All these obstacles will have to be overcome for gene therapy to take off successfully. A lot of work is going on. Hopefully the day is not too far off when a complete cure is possible!

e) Recent research - Scientists at the Perinatal and Pulmonary Biology at Cincinnati Children's Hospital Medical Center, USA, have discovered the basic mechanism or “switch” that controls excessive mucus production in lung diseases such CF, asthma and even the humble common cold.

Healthy lungs produce a fair amount of mucus (that are sugar – coated proteins) to get rid of contaminants and protect the body.
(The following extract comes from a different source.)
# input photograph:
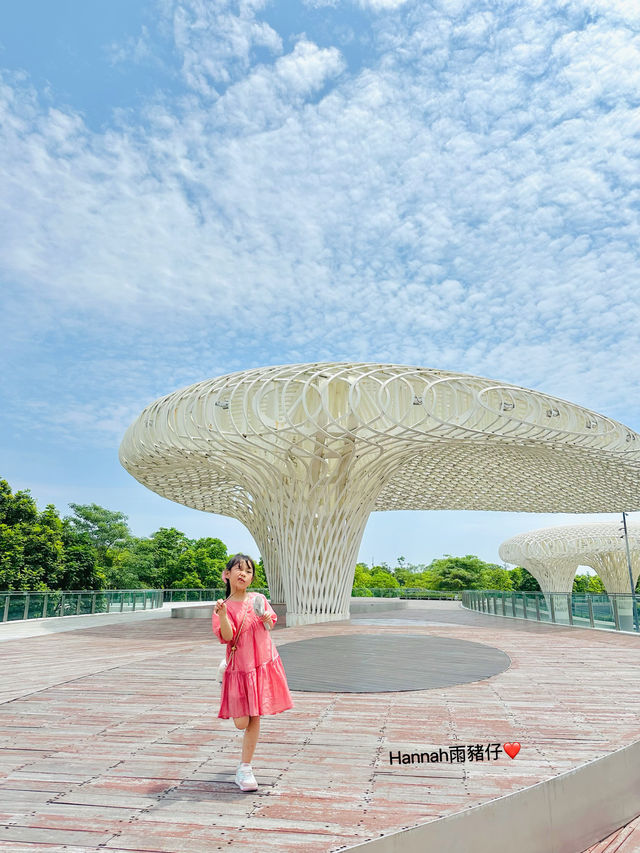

In those with respiratory illnesses, the lungs get clogged, due to excessive mucus secretion and accumulation, the reason(s) for which is not clearly known. Understanding the underlying mechanism of this mucus hyper production could pave way to new treatment modalities.

Current studies have revealed that the beneficial Clara cells of the lungs transform to goblet cells, through a process called metaplasia, and cause excessive mucus production. Metaplasia has been found to be controlled by a specific genetic switch. Research has revealed that metaplasia can be reversed and that the goblet cells can even be reversed to Clara cells if the genetic switch is blocked. This information holds a lot of scope for future therapies.

The gene SPDEF has been discovered to be involved in normal mucus production in healthy lungs and other organs. An inflammatory response induced in experimental mice increased SPDEF expression dramatically in the lung tissue, resulting in the excessive production of thick mucus. Switching off the SPDEF gene in the mice lungs ensured that there was no inflammatory response or excess mucus production.

The discovery of this genetic ‘switch’ is bound to benefit scores of patients suffering from mucus hyperproduction due to diseases such as cystic fibrosis. Although the work has been a break through in mice it will be some years before it can be translated to a therapy for CF patients.